The miles just eroded despite starting as late as we did, having to portage a dam and getting slowed down by a few shallow spots in the river. We had done 12 miles by the time we stopped for a late lunch. We stopped at Upper Sioux State Park to eat and were pleasantly surprised by the amenities. There was an area with picnic tables, garbage cans, a camping area and even a canoe rack to lock up canoes overnight. It was almost too good for us.
After lunch I set my kayak on autopilot and enjoyed the scenery. Earlier in the day there were some geese, a couple of deer, several Bald Eagles and unless it was a fox on steroids, a coyote. A coyote sighting in the wild was a first for me. I have heard them many nights, but had never seen one.
Another change along the river was that we were getting away from deciduous trees. We saw the first evergreens growing off rocks, standing 30 feet above river.
There were several times in the afternoon where I had to switch off the auto pilot and pay attention. There was one section of river that we had been warned about by the DNR that could potentially be entirely clogged with no way though. When we arrived at the spot we recognized it immediately. I went through first attempting to scout a route. I was shoved all over the place with the fast running water that was created funneling though downed trees. On one section I came around a turn and got my back cargo net, which holds down the frame of the kayak cart, caught on a branch. I had no chance of backing up, so I had to go full steam ahead to loosen myself. The consequences were a torn section of netting and a bent hook on one of the corners of the net that pulled loose. It could have been worse.
Even outside of the one major section of clogged river, there were other areas where the river was partially blocked. We had the same fast flowing water to paddle down that we were forced to paddle up on our last day of the Red River. It was somewhat sweet.

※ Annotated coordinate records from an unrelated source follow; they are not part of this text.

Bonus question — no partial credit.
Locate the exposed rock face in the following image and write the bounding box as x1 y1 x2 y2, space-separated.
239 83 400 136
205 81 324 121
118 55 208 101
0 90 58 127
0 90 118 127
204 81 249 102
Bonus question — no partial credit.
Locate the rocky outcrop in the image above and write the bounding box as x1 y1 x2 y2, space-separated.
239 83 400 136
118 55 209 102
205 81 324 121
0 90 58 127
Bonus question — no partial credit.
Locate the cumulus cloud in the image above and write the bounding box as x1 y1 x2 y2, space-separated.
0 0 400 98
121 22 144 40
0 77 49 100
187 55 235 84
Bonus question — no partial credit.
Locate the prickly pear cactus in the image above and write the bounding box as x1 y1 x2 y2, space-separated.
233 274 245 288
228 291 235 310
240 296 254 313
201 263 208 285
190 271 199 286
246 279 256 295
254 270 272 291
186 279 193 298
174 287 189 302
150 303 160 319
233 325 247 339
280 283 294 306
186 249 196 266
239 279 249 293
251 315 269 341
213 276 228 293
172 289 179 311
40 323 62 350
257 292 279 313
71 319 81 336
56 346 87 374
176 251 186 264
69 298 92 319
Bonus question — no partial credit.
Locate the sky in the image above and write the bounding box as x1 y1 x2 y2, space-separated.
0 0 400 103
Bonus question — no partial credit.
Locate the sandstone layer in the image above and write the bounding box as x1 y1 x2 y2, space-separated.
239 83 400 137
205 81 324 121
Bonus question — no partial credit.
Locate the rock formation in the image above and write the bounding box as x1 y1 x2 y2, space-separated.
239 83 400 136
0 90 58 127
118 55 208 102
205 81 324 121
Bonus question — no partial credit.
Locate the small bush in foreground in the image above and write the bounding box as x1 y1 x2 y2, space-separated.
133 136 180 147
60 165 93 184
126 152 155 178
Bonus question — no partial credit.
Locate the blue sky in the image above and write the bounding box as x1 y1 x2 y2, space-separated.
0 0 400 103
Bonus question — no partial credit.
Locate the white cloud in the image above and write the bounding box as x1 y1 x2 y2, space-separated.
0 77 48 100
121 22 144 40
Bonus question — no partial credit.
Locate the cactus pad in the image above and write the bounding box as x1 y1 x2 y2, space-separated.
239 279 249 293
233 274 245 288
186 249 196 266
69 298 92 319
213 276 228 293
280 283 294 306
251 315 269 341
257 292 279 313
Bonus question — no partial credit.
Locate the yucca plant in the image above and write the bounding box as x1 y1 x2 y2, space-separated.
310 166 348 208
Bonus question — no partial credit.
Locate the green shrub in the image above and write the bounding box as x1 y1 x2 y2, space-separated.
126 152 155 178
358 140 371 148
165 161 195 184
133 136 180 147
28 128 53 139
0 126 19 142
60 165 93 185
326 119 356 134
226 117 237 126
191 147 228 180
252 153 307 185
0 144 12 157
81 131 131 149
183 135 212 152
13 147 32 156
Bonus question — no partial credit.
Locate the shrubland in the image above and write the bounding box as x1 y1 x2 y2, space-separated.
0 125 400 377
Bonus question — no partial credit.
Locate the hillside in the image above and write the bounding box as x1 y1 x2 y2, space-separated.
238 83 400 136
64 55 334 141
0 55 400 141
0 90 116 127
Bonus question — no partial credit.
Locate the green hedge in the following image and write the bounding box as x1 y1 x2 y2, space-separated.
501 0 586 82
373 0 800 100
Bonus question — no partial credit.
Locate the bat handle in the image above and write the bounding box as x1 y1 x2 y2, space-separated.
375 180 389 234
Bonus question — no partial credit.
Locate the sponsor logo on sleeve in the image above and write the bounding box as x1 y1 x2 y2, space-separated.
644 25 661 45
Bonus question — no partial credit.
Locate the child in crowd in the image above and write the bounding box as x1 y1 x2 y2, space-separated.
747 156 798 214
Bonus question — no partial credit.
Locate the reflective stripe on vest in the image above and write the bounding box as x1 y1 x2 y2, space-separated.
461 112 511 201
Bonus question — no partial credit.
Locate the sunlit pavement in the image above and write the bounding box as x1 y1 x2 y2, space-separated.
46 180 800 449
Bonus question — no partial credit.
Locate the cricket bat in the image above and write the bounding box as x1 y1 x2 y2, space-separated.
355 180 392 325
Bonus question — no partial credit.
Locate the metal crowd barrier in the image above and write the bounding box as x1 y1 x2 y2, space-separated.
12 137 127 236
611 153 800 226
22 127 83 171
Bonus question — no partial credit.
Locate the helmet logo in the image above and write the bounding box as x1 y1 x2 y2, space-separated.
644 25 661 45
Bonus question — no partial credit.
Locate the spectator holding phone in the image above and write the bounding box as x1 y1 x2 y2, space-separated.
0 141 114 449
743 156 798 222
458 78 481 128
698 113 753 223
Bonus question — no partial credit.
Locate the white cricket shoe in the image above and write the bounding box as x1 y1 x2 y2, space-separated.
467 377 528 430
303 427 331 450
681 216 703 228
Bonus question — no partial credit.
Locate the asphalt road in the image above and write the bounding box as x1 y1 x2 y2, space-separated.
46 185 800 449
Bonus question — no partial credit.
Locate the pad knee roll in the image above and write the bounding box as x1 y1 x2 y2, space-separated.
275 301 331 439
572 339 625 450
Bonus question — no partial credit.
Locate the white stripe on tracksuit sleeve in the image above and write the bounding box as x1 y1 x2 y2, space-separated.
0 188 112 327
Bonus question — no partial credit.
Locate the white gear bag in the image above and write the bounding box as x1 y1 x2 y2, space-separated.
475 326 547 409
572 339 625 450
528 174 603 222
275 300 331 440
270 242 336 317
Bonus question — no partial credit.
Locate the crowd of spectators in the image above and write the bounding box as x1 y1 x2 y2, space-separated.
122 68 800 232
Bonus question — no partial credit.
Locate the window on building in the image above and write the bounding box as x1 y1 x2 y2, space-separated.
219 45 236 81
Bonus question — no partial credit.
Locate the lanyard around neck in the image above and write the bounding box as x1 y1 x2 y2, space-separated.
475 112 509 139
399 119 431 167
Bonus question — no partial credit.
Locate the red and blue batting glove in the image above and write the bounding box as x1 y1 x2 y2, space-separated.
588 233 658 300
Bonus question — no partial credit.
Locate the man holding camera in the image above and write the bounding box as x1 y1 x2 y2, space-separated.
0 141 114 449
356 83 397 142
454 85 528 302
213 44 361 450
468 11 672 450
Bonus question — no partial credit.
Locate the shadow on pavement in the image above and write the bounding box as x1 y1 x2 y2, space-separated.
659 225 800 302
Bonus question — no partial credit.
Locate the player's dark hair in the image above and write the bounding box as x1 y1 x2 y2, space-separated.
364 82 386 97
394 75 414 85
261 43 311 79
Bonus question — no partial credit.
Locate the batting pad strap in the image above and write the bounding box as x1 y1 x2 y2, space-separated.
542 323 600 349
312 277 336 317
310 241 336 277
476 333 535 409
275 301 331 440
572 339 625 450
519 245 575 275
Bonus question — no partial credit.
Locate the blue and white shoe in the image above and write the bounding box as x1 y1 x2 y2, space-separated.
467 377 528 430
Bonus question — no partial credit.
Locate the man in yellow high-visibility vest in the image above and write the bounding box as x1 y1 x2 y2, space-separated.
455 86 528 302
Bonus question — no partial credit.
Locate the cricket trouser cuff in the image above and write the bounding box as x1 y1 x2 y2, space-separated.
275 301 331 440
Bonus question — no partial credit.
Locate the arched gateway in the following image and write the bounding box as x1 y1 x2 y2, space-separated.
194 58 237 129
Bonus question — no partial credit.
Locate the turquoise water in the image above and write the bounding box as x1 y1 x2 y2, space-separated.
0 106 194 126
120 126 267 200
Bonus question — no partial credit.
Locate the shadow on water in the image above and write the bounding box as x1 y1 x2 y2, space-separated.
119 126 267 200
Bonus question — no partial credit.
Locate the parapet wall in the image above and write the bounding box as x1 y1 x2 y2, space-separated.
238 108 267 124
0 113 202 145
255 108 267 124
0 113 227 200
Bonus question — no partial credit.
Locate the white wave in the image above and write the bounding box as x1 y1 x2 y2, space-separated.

Another challenge in the afternoon was a set of rapids that we could hear far before we could see. We were able to see the head of the rapids as there were hundreds of birds, sitting and picking off any small fish that were going over the rapids. It was some cause for concern as 17 foot kayaks are not meant to run rapids. A whitewater kayak is nearly four times shorter than what I was paddling. We looked at the rapids and they were far more significant than anything we had to cross. One wrong move and we would be swimming. I assume it was due to the low water, but there were many exposed rocks with three distinct drops each of about three or four feet. We chose and area to run the rapids, but chose poorly. I got stuck on the first drop and swung sideways. I had to work to get myself down the second drop and finally the third. I had to exert far more energy than I wanted that afternoon. I would rate the rapids as a Class II+. Up until that point we had come across nothing worse than the log flume at Disneyland.
We had many options to camp in the evening. Even if the banks were steep, it was dry and not nearly as muddy as it was up north. We opted to camp in a county park that had a picnic table a privy and little else. It was all we needed to get off the water and into our tents for the night.